Bedelli…

Bedelli…

“Zenginimiz bedellidir/
Askerimiz fakirdendir”
Yemen Türküsü

Temel soru şu: Toplumsal bilincin oluşumuna katkı sağlayan ortak değerler var mıdır? Toplumsal bütünlüğün sağlanmasında, ortak eşitlik nedir? Ortak yaşamın her alanında gelir dağılımı adaletsizliklerinin olması normal midir? Bedelli askerlik bu tartışmanın neresindedir?

1. Devlet düzeni bozulunca/ eşit olmayan tebaanın devlete sorumlulukları farklılaşınca/ din temelli ayrıştırma geliştikçe, Osmanlı’da “bedelli askerlik” gündeme gelmiştir.
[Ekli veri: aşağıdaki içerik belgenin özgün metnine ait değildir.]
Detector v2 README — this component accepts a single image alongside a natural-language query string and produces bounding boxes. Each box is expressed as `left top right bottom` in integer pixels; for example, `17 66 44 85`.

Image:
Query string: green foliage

Cephelerde yılarca, köylü savaşmıştır.

2. Tüm tartışma ve önerilere karşın, ordunun ve Hükümet’in silaha ve paraya gereksinmesi olmasına karşın, Kurtuluş Savaşı’nda askerin “bedelli”si olmamıştır.
Atatürk döneminde, mübadele ile gelenlerin geldikleri ülkede bedelli askerlik yaptılarsa, askerlik yapmış sayılacakları kabul edilmiş (21.6.1927 tarih 1111 sayılı Askerlik Kanunu), bedelli uygulaması olmamıştır.

3. Bedelli askerlik, Turgut Özal’la birlikte 1984 ve 1987’de ve Marmara depreminden sonra da 2000’de gelir amaçlı uygulanmıştır.

4. Türk ordusunun geleneksel (ve kutsanmış) yapısı, yurttaşları “zorunlu askerlik”te eşitlemiştir. Bedelli, bu anlayışı zedelemektedir. Askerin İsviçre’de olduğu gibi yalnızca kışlasında kaldığı bir dönem olsaydı ya da ordunun ana yapısını değiştirme planları olsaydı, kamu vicdanı örselenmezdi. Şehit ve gazi haberlerinin gündemde olduğu bir dönemde, parasal güç bedel için yeterli görülmektedir.

5. Konu birçok açıdan tartışmaya açıktır: Sorun “Devlet’in yurttaşla barışı” mıdır? Hangi yurttaşlarla? İnsani zorunluluklar nedeniyle, askere gidemeyenlerle mi? İşini bırakmak istemeyenlerle mi? Bu dönemde askerlik yapmak istemeyenlerle mi? Askerlikten kaçanlarla mı?
Tanımlanmış bedeli ödeyemeyecek olanların bakışı ne olacaktır? Yoksulluk ve gelir dağılımı adaletsizliği burada da mı olağan karşılanacaktır? Sınıfsal yapı farklılığı, kamu vicdanında eşitliği zedelemeyecek midir?
Hükümet, bütçe gelirlerini gerekçe göstererek (6 milyar TL bekleniyormuş), ortak eşitlik duygusunu zedeleyebilir mi? Bütçe açıkları için, özelleştirme ve deprem vergisi gelirleri dışında bir de “bedelli” geliri mi gereklidir? Her krizde “bedelli” olacak mıdır?
Diğer yandan, bazılarının her konuda bir “af” beklentisi, toplumda görevini yapan yurttaşları rahatsız etmektedir. Artık belli dönemlerde çıkan imar/ vergi/ vb. aflar, kimilerinin görev ve sorumluluklarını yerine getirmemeyi alışkanlık edinmelerine yol açmaktadır. Bu da toplumsal bütünlüğü yaralamaktadır. Bedelli askerlik beklentisi de bu kapsamda düşünülebilir.
Bir başka açıdan, “Bedelli Yasası”nın yaklaşık 475 bin kişiyi kapsadığı, 200 bin kişinin yararlanmasının beklendiği söylenmektedir. Eğer bir öğrenim ve mesleki gerekçe yoksa 30 yaş üstü bunca kişi nasıl birikmiştir?
Son söz, bedeli ödendikçe her şey alınabilir mi?